Bayern Munich vence a Aston Villa en Hong Kong
Aston Villa cerró su gira asiática con una derrota por 2-1 ante Bayern Munich en el Kai Tak Stadium de Hong Kong, en un amistoso que dijo mucho más sobre estados de forma, jerarquías individuales y dudas de plantilla que sobre el marcador. El resultado importa poco. Las sensaciones, bastante más.
El equipo de Unai Emery, con la Supercopa de la UEFA ante Paris Saint-Germain a la vuelta de la esquina, se midió por fin a un rival de máximo nivel tras los trámites ante Indonesia All Stars y BG Pathum United. Esta vez, cada error se pagó.
Un Bayern más fino en las áreas
El partido se decantó por detalles. Bayern golpeó primero en el minuto 36, a balón parado. Tom Bischof colgó una falta desde la izquierda y Kim Min-jae se impuso en el aire para cabecear a la red. Poco que reprochar a Marco Bizot: el coreano entró con todo, Villa defendió blando y el 1-0 hizo justicia a la mayor claridad alemana cerca del área.
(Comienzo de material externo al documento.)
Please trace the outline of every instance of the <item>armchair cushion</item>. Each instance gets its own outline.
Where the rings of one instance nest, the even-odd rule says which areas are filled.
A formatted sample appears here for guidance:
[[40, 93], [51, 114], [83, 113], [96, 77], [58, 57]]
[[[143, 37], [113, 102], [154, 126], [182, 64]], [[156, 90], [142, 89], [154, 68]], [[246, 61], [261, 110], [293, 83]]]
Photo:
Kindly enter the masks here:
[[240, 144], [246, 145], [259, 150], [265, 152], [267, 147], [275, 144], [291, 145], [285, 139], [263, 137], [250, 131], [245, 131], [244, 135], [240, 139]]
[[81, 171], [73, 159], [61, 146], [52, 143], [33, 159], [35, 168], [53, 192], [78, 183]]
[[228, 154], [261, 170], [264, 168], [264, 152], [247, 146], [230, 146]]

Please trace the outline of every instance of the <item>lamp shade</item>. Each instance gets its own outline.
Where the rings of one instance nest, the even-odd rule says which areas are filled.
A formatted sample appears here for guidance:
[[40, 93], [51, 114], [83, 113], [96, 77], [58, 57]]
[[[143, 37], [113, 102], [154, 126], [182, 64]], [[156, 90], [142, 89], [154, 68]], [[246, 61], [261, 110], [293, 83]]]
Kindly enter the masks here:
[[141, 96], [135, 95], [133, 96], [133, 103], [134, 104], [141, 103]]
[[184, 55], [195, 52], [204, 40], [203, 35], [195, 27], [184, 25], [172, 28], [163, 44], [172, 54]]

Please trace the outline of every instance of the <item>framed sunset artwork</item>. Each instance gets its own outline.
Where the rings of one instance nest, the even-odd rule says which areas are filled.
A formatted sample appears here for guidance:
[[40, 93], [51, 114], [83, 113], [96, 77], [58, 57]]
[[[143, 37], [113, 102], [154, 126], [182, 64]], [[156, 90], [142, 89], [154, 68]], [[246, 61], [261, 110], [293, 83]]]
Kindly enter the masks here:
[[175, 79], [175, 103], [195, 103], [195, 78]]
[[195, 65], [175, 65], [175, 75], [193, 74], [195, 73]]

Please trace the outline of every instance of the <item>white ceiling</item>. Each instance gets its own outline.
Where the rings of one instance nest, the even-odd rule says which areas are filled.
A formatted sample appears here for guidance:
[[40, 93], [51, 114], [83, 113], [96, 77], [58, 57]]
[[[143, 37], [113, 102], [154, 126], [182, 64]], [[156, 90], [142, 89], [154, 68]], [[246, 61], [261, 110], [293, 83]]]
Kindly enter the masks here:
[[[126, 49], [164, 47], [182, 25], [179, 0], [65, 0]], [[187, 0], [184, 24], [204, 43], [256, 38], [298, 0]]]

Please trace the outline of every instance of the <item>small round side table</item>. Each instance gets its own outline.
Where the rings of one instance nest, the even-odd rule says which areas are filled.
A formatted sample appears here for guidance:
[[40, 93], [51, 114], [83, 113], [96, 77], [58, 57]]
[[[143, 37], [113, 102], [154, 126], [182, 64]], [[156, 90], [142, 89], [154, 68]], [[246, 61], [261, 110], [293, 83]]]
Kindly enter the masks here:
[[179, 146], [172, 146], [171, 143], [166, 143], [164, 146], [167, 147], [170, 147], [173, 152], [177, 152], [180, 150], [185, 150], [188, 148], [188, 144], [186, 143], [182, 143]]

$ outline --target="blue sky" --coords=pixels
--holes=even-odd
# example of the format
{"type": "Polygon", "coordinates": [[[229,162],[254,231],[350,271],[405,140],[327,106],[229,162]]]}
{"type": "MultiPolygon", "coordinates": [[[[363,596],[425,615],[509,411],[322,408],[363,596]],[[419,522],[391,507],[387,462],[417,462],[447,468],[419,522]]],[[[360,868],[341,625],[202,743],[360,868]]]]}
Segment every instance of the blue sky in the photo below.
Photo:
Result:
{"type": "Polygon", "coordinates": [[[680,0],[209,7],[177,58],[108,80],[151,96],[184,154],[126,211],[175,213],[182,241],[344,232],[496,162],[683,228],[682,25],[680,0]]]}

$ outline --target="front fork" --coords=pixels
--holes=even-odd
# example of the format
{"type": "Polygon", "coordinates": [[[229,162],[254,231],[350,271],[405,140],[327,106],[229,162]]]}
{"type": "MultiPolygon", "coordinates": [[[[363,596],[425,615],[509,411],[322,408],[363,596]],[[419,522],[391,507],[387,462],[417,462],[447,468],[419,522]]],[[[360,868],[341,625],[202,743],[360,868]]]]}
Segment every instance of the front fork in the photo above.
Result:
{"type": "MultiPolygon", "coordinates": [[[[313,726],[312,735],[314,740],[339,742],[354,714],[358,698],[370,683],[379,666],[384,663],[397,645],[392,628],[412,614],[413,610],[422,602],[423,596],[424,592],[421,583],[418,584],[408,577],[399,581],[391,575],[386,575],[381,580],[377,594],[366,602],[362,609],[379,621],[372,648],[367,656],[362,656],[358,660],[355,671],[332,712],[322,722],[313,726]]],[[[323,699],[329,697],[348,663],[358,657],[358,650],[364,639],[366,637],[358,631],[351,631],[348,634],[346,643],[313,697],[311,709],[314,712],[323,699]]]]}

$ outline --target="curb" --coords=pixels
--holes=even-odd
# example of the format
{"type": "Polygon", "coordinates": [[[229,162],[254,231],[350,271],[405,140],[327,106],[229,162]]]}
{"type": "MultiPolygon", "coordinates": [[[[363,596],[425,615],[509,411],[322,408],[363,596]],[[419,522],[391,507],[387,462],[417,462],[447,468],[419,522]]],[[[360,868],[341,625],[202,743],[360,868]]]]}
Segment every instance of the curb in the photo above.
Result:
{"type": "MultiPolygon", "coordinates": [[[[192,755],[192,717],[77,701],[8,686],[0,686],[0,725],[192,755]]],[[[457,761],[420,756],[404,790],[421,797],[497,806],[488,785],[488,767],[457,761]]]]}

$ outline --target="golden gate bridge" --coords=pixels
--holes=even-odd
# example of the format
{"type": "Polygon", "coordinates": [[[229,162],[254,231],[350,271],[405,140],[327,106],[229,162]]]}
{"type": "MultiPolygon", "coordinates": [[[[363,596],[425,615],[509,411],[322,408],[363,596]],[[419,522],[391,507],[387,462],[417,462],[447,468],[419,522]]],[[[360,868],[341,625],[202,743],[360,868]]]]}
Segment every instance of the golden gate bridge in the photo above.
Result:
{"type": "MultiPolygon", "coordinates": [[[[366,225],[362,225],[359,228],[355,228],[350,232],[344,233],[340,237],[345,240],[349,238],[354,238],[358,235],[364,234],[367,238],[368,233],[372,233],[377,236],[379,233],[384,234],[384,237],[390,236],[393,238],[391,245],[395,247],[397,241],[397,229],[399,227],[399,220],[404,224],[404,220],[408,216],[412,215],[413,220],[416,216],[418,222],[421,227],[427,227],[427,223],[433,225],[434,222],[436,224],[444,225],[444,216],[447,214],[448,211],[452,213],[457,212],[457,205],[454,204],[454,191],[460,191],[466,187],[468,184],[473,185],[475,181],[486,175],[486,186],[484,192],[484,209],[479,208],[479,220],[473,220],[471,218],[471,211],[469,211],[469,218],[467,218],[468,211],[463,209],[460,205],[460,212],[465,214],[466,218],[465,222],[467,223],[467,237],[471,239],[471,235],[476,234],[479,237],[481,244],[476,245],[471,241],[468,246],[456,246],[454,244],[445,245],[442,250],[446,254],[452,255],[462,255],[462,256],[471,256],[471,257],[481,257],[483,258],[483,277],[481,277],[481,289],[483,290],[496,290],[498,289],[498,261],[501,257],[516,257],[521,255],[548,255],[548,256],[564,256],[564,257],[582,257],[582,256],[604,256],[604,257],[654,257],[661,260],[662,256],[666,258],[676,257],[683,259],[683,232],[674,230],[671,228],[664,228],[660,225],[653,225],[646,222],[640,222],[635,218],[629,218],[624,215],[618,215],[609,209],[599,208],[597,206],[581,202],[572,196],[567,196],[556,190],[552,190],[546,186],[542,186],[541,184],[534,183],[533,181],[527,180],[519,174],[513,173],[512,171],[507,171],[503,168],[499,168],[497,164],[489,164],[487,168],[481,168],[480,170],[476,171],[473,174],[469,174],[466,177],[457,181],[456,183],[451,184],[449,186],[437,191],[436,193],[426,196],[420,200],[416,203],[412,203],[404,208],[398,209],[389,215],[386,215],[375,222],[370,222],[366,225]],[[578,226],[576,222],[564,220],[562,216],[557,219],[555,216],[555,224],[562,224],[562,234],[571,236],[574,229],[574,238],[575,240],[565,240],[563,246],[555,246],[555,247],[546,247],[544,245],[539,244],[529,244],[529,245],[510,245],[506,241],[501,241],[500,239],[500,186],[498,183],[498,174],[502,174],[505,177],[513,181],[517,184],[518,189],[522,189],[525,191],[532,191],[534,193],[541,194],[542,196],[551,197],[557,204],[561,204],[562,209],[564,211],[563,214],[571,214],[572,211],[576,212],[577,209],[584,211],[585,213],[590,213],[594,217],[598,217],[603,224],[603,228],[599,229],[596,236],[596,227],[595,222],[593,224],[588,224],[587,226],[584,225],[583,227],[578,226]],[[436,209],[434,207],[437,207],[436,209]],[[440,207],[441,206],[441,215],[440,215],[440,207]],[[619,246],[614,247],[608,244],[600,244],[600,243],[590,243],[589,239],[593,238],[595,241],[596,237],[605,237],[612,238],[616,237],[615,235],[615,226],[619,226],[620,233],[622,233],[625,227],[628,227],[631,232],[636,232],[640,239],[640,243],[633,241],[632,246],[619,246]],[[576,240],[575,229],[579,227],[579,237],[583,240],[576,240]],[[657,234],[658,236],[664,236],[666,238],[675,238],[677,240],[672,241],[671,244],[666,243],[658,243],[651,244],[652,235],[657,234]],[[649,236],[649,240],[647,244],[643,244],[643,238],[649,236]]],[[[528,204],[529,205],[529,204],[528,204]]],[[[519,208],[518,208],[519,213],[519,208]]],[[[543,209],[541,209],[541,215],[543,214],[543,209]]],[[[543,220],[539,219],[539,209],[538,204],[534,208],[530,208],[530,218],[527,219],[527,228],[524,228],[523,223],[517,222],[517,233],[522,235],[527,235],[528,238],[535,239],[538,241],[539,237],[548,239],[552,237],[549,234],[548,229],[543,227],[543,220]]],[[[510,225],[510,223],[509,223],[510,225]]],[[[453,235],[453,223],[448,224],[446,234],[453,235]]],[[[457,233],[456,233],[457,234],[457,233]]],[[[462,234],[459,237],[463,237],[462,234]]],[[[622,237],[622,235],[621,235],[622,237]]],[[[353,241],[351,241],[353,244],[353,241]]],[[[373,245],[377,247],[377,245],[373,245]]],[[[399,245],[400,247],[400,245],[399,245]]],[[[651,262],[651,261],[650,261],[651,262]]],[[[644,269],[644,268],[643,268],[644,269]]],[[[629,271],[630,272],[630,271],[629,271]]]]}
Villa, mientras tanto, se atascó en tres cuartos. Circulación correcta, algún destello de Pau Torres rompiendo líneas, mucho esfuerzo de Brian Madjo para pelear con Jonathan Tah, pero muy poca amenaza real sobre la portería de Manuel Neuer. El césped irregular del Kai Tak tampoco ayudó a los más técnicos, y el plan de Emery se quedó a medias.
La gran ocasión para cambiar el guion llegó antes de la hora de juego. Falta lateral, Emi Buendía al golpeo, envío perfecto al segundo palo y Evann Guessand solo, sin marca. Era balón para cabecear, para atacar con decisión. Eligió volear. Y falló. No conectó limpio y dejó vivo a Bayern. En pretemporada se perdonan esas decisiones; en competición, no.
El castigo llegó después. En el 73’, Luis Díaz, que ya había castigado a Matty Cash por banda, recibió dentro del área y fusiló al techo de la portería, con ayuda del larguero. Golazo, 2-0 y sensación de amistoso resuelto.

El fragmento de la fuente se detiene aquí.